Per capita yogurt consumption has augmented 400 percent over the past three decades (IbisWorld) and Greek yogurt has rocketed to approximately 35% of the overall yogurt market (Bernstein Research). As consumers become more and more health conscious, the low-sugar, high-protein “Greek” yogurt is becoming increasingly “worth” the higher price point.
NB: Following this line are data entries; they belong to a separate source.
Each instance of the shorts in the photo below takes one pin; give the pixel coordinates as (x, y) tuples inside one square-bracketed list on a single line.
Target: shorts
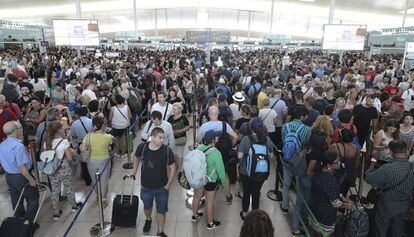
[(211, 186), (161, 199)]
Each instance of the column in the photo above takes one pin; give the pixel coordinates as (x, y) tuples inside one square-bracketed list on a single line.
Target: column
[(156, 22), (78, 15), (78, 9), (405, 13), (331, 11), (271, 17), (248, 27), (135, 17)]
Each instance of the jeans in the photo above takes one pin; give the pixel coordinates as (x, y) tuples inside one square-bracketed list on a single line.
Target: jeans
[(95, 166), (250, 188), (302, 194), (16, 183), (390, 217)]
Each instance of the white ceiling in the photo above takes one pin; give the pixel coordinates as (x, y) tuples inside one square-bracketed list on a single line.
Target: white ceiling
[(292, 17)]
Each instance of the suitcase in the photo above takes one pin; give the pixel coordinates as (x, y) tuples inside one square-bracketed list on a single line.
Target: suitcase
[(125, 207), (19, 226)]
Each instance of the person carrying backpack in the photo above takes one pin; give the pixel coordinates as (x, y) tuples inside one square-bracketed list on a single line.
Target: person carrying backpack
[(214, 171), (296, 136), (254, 152)]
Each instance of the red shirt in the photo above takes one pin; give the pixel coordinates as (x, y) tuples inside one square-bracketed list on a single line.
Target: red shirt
[(6, 116), (335, 136), (371, 75), (392, 90)]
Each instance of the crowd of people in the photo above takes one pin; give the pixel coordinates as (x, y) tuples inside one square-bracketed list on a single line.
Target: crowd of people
[(317, 117)]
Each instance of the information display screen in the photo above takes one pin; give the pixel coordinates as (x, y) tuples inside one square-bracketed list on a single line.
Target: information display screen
[(344, 37), (78, 32)]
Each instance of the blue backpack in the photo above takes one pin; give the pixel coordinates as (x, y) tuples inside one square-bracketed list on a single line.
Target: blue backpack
[(257, 161), (291, 143)]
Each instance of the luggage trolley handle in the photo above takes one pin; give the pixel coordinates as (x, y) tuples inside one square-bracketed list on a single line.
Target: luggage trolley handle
[(123, 186), (40, 204)]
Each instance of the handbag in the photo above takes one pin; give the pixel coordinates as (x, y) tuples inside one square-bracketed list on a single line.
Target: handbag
[(374, 194), (85, 155), (49, 163), (181, 141)]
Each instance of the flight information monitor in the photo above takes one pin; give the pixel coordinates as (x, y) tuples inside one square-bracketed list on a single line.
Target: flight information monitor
[(77, 32), (344, 37)]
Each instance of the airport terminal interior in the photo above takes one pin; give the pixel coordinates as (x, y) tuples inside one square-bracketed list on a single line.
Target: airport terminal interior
[(199, 118)]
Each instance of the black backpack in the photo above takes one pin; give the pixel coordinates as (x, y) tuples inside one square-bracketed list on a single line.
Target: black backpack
[(223, 113), (225, 146)]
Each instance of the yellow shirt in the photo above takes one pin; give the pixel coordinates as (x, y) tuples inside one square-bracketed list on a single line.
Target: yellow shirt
[(260, 97), (99, 145)]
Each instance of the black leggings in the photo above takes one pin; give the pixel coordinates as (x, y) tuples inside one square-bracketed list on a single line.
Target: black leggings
[(250, 188)]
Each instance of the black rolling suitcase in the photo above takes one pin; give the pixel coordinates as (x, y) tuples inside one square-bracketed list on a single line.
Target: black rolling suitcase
[(19, 226), (125, 207)]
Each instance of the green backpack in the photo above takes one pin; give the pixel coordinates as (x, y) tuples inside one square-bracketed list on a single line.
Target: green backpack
[(134, 103)]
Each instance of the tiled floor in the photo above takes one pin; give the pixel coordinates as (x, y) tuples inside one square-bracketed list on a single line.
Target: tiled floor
[(177, 221)]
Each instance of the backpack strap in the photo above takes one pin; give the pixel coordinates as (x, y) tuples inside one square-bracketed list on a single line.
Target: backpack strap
[(165, 112), (83, 125), (274, 104)]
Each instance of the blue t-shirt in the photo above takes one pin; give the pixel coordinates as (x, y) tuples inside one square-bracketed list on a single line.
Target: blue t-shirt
[(215, 126)]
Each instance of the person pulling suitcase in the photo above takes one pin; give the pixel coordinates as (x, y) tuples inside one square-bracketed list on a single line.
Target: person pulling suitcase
[(155, 181)]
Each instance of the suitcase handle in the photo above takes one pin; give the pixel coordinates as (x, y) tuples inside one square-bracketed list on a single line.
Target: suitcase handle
[(123, 186), (40, 204)]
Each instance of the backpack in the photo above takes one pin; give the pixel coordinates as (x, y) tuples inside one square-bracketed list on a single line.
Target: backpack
[(257, 161), (291, 143), (255, 95), (134, 103), (195, 167), (223, 113), (49, 162), (357, 224), (225, 146), (355, 139)]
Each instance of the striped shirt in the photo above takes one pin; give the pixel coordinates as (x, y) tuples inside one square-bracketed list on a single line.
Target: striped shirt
[(389, 175), (303, 135)]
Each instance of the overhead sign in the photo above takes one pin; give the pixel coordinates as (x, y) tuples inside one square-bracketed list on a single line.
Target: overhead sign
[(207, 36), (78, 32), (343, 37)]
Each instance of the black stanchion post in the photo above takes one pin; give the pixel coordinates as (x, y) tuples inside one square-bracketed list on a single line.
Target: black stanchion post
[(32, 153), (275, 194), (129, 164), (102, 228)]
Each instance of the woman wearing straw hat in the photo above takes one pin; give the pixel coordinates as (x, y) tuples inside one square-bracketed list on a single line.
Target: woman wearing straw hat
[(235, 107)]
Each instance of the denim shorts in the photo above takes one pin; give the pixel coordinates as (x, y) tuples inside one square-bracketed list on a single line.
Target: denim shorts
[(161, 199)]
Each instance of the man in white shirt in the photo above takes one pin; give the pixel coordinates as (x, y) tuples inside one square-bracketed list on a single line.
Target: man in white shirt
[(156, 121), (162, 106), (88, 94), (408, 97), (84, 71), (268, 116)]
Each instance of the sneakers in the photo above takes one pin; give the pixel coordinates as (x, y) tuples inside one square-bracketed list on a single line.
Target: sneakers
[(77, 207), (212, 226), (196, 217), (284, 210), (57, 217), (147, 226), (162, 234), (229, 199)]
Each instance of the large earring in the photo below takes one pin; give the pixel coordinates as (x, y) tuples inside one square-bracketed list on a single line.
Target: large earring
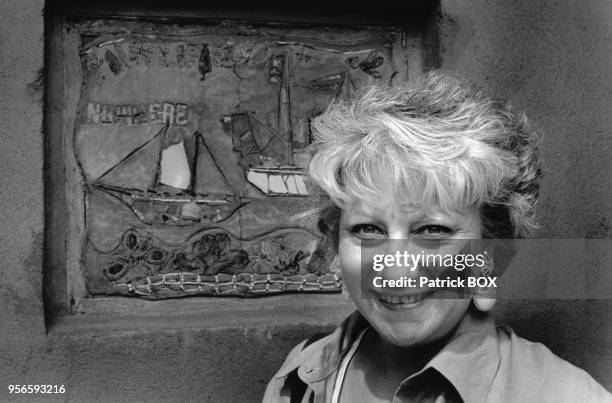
[(484, 300)]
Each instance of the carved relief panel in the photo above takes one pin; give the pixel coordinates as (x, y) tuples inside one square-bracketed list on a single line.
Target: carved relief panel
[(190, 149)]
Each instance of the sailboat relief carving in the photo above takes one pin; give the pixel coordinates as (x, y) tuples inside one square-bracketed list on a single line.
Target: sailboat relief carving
[(192, 149), (177, 190)]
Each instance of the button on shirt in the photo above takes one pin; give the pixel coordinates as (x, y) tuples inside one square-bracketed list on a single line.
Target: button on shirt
[(480, 363)]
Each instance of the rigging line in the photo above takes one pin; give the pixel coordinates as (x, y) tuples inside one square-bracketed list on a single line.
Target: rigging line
[(271, 130), (203, 142), (161, 132)]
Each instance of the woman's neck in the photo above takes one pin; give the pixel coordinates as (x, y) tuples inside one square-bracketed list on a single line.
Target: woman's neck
[(396, 360)]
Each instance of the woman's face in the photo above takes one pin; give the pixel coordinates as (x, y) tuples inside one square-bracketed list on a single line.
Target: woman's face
[(402, 316)]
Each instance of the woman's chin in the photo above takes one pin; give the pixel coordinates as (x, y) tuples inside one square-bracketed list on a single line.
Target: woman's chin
[(413, 321)]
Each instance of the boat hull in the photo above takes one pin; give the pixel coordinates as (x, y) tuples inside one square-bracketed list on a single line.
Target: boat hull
[(176, 210)]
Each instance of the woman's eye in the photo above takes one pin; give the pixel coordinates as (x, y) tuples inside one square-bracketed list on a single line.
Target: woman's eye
[(368, 231), (433, 230)]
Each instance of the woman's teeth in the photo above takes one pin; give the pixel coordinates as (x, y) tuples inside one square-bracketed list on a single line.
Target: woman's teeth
[(405, 300)]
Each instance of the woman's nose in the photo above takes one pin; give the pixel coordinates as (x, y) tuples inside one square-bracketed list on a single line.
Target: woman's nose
[(405, 258)]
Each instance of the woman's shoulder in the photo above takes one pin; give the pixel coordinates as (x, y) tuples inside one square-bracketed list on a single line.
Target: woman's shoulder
[(529, 371)]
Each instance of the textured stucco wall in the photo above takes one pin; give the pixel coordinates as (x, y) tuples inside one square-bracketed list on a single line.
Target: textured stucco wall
[(550, 58), (21, 184)]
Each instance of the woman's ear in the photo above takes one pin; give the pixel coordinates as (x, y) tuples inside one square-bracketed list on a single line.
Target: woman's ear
[(328, 223)]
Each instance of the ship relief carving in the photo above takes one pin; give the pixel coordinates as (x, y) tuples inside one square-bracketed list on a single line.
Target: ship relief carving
[(192, 149)]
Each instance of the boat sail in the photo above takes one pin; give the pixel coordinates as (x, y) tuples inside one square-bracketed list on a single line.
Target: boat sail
[(178, 192), (279, 176), (270, 158)]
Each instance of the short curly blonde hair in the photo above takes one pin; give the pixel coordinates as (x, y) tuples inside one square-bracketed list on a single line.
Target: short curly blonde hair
[(438, 142)]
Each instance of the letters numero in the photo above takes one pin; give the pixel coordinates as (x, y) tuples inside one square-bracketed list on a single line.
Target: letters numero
[(30, 389)]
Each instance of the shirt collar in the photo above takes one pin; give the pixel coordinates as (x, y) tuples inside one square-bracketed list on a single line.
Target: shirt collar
[(469, 360), (319, 359), (471, 357)]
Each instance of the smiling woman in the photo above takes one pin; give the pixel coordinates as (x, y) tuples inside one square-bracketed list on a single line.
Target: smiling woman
[(434, 163)]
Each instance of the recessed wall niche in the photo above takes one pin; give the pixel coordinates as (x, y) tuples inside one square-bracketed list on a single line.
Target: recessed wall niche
[(184, 150)]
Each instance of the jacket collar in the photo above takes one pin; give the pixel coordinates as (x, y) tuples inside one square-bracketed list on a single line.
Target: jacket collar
[(322, 357), (469, 360)]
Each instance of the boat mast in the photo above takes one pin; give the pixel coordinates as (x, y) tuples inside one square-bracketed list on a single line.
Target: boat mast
[(284, 112)]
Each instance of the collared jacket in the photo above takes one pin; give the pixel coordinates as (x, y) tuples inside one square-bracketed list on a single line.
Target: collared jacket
[(480, 363)]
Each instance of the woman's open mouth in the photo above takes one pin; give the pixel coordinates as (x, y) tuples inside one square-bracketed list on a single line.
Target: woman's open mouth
[(396, 302)]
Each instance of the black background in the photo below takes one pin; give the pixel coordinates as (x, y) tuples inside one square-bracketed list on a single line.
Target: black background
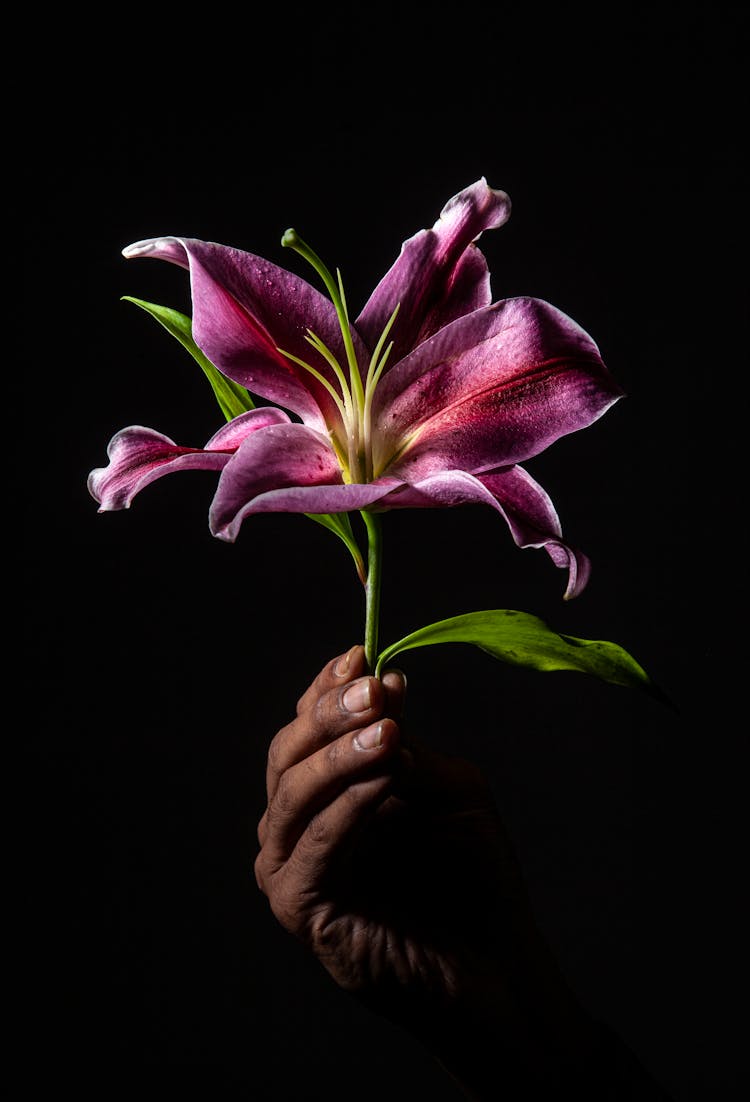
[(159, 661)]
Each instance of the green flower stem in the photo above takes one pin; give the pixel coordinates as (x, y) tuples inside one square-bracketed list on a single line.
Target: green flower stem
[(372, 522)]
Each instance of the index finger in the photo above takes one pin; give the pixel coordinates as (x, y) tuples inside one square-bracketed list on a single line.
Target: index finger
[(338, 670)]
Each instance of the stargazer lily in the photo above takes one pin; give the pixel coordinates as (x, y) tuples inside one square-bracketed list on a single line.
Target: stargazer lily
[(433, 397)]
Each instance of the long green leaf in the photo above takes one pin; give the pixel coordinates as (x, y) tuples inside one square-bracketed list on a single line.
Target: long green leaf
[(339, 524), (523, 639), (234, 399), (231, 397)]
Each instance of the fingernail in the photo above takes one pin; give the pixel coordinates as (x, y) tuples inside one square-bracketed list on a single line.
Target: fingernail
[(357, 697), (370, 738), (344, 662)]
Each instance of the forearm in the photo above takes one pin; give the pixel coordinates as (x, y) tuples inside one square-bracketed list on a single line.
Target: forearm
[(519, 1034)]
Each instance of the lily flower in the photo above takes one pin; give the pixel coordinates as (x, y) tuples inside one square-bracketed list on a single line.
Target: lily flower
[(433, 397)]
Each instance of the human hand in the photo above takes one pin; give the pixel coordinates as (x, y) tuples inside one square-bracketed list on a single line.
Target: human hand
[(391, 863)]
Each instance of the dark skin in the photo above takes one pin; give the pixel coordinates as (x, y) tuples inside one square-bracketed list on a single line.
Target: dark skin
[(392, 865)]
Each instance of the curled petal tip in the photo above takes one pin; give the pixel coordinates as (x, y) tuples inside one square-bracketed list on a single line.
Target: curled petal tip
[(138, 249)]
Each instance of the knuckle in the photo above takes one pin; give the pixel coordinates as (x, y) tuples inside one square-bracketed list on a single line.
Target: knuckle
[(318, 832), (259, 868), (334, 753), (281, 805), (274, 755)]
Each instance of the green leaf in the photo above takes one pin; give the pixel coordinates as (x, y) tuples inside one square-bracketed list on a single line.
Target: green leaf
[(339, 524), (522, 639), (234, 400), (231, 397)]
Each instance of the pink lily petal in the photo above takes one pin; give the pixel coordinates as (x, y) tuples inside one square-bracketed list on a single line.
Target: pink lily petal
[(517, 497), (534, 524), (489, 390), (246, 308), (138, 456), (439, 274), (290, 455)]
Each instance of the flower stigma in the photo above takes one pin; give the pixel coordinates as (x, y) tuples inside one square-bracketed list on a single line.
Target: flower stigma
[(352, 399)]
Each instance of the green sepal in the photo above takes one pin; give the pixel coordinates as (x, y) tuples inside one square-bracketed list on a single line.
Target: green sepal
[(339, 524), (522, 639), (232, 398)]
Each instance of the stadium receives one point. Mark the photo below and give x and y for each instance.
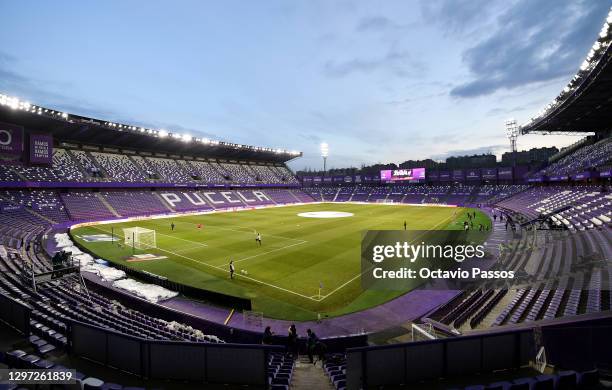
(137, 257)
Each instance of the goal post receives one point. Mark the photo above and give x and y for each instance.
(139, 238)
(422, 332)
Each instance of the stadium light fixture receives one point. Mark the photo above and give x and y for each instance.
(324, 154)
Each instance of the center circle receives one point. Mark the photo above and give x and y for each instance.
(325, 214)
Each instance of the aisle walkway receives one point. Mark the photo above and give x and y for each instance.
(308, 377)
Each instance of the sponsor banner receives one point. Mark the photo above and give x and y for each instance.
(505, 173)
(582, 176)
(144, 257)
(10, 207)
(472, 174)
(11, 139)
(489, 173)
(41, 149)
(110, 184)
(458, 174)
(395, 175)
(44, 206)
(558, 178)
(535, 179)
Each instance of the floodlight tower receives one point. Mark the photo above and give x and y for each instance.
(324, 154)
(512, 132)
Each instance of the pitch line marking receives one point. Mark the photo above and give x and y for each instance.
(182, 239)
(361, 273)
(224, 269)
(221, 227)
(270, 251)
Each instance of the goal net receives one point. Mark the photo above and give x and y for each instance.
(423, 332)
(140, 238)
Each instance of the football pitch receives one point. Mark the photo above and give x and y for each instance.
(305, 266)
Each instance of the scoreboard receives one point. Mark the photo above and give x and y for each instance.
(411, 175)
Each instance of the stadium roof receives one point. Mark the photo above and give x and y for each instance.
(72, 128)
(585, 104)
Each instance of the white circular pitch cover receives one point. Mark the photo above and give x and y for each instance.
(325, 214)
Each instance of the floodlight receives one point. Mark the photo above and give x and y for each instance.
(324, 149)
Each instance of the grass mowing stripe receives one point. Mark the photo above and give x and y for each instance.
(224, 269)
(298, 253)
(361, 273)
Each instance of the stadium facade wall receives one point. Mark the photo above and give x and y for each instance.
(167, 360)
(574, 344)
(105, 184)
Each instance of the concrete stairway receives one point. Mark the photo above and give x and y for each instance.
(306, 376)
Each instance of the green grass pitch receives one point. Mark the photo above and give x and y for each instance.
(297, 256)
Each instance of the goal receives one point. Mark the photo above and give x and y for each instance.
(422, 332)
(139, 238)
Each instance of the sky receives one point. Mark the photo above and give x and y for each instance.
(379, 81)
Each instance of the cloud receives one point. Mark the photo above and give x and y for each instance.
(399, 63)
(533, 42)
(510, 110)
(40, 92)
(375, 23)
(457, 16)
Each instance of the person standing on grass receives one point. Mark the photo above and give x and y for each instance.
(311, 345)
(267, 337)
(292, 341)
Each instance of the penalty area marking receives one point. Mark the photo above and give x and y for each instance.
(224, 268)
(325, 214)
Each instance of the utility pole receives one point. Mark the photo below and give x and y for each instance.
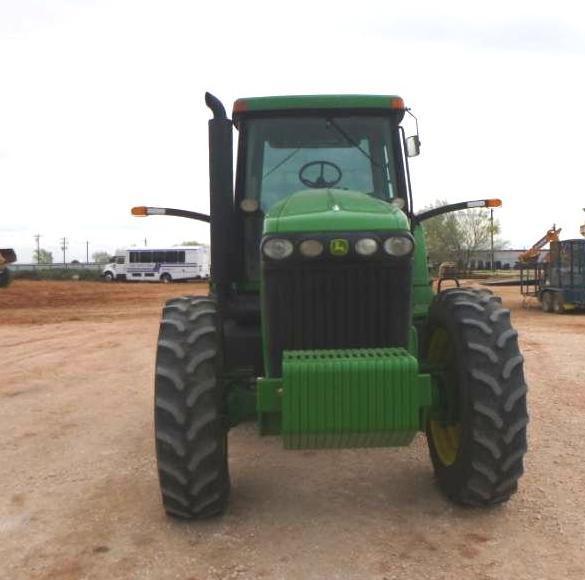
(38, 240)
(492, 236)
(64, 247)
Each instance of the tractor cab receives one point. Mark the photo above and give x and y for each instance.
(308, 155)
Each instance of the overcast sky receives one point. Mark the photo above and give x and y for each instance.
(101, 104)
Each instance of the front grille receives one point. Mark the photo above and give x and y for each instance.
(330, 305)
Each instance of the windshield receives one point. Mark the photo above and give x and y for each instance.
(290, 154)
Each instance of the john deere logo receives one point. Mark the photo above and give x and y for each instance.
(339, 247)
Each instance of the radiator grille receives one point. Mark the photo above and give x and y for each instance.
(326, 306)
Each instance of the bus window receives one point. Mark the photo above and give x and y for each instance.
(171, 257)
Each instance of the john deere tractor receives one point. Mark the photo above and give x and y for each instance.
(321, 323)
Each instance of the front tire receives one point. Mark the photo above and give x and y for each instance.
(477, 430)
(190, 422)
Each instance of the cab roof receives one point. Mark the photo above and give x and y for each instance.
(317, 102)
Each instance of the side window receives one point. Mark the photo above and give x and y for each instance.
(171, 257)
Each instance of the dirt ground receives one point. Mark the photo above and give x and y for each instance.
(79, 494)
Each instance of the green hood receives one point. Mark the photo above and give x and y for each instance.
(329, 210)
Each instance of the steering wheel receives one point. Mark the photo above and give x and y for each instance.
(320, 182)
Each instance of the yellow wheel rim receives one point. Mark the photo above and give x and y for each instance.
(446, 437)
(446, 440)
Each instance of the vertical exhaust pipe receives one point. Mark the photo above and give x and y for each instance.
(221, 197)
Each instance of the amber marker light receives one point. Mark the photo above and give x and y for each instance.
(140, 211)
(240, 106)
(397, 103)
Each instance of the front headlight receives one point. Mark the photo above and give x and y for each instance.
(311, 248)
(366, 246)
(398, 246)
(278, 248)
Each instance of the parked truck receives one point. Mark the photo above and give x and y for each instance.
(7, 256)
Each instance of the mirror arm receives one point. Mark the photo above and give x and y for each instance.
(142, 211)
(430, 213)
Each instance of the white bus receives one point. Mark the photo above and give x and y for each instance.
(159, 264)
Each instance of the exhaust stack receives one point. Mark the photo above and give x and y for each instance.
(221, 196)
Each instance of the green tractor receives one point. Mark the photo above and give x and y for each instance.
(321, 323)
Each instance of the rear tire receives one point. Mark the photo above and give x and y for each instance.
(558, 303)
(477, 433)
(190, 422)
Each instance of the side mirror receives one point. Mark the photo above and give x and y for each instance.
(412, 146)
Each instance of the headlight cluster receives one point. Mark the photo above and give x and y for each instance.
(280, 248)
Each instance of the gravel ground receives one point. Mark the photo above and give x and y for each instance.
(80, 496)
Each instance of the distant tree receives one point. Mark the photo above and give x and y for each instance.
(41, 256)
(456, 236)
(101, 257)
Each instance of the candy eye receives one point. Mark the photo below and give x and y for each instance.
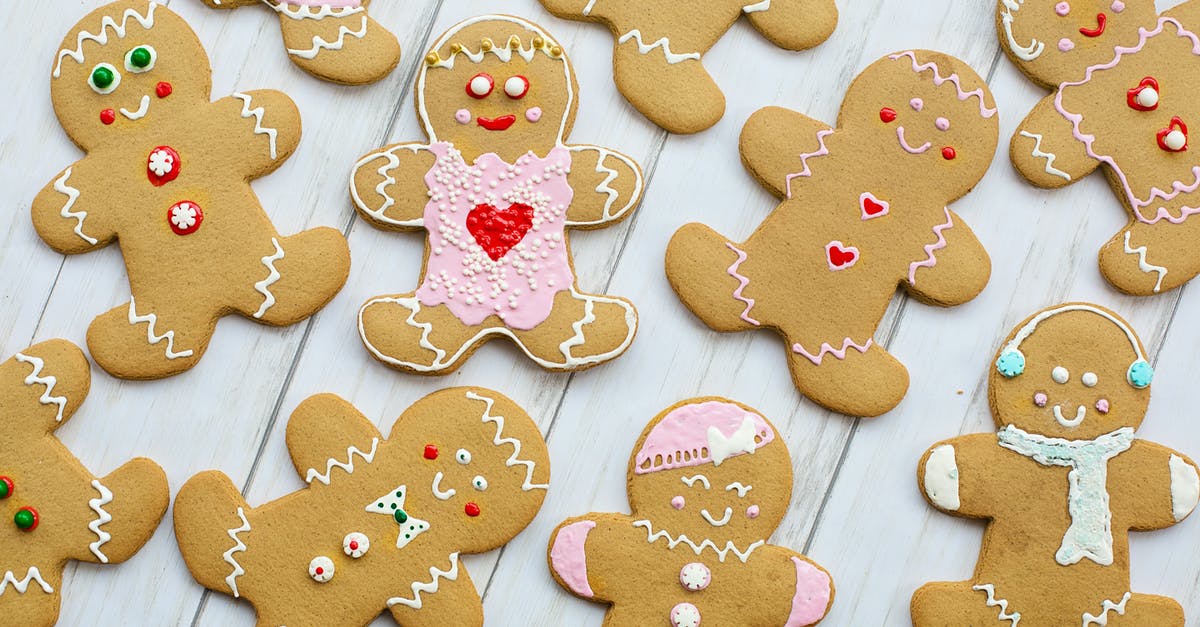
(516, 87)
(105, 78)
(480, 85)
(141, 59)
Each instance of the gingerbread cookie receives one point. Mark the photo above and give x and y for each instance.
(863, 210)
(60, 511)
(711, 479)
(382, 523)
(1061, 483)
(658, 49)
(334, 40)
(168, 174)
(1121, 76)
(496, 189)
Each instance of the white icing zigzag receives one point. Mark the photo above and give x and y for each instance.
(102, 518)
(427, 587)
(263, 286)
(653, 536)
(642, 47)
(257, 113)
(516, 445)
(319, 43)
(102, 36)
(34, 574)
(72, 195)
(348, 465)
(151, 320)
(48, 381)
(238, 571)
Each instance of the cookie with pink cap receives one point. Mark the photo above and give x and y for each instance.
(709, 482)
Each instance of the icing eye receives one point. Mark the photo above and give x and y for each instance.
(105, 78)
(480, 85)
(321, 569)
(141, 59)
(516, 87)
(1144, 96)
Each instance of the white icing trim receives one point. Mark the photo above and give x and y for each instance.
(72, 195)
(35, 377)
(257, 113)
(348, 465)
(653, 536)
(238, 571)
(427, 587)
(514, 460)
(102, 518)
(263, 286)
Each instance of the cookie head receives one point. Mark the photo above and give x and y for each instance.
(1074, 371)
(924, 112)
(1053, 41)
(712, 469)
(497, 84)
(126, 66)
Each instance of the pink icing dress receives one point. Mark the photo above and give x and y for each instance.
(497, 236)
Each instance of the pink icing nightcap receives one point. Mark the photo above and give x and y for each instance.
(702, 433)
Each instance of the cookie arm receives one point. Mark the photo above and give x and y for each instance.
(952, 267)
(388, 186)
(1044, 148)
(777, 145)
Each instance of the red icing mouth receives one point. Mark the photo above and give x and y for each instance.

Nielsen revealed that while the overall U.S. retail yogurt category experienced a decline in revenue of 0.9% in 2016, Chobani’s U.S. operation experienced both significant volume growth and double digit sales. According to experts, Chobani’s performance was driven in large part by the non-GMO Flip yogurt and the company’s successful foray into yogurt drinks. Chobani has extended its reach: its yogurt tubes have been added to McDonald’s Happy Meals and the yogurt itself is used in McCafe smoothies in over 800 retail locations. Chobani yogurt is also offered on American Airlines, United, Delta, and Jet Blue flights. This represents a tremendous expansion for the brand. While the company is continuously innovating and one day will likely be known for a broader food category than that of yogurt, greek or strained yogurt lovers should not forget the company that was responsible for the uproar of Greek yogurt in America: Chobani.

To me there are two kinds of people in this world. The people who work at Chobani and the people who don’t. -Hamdi Ulukaya, CEO, Chobani.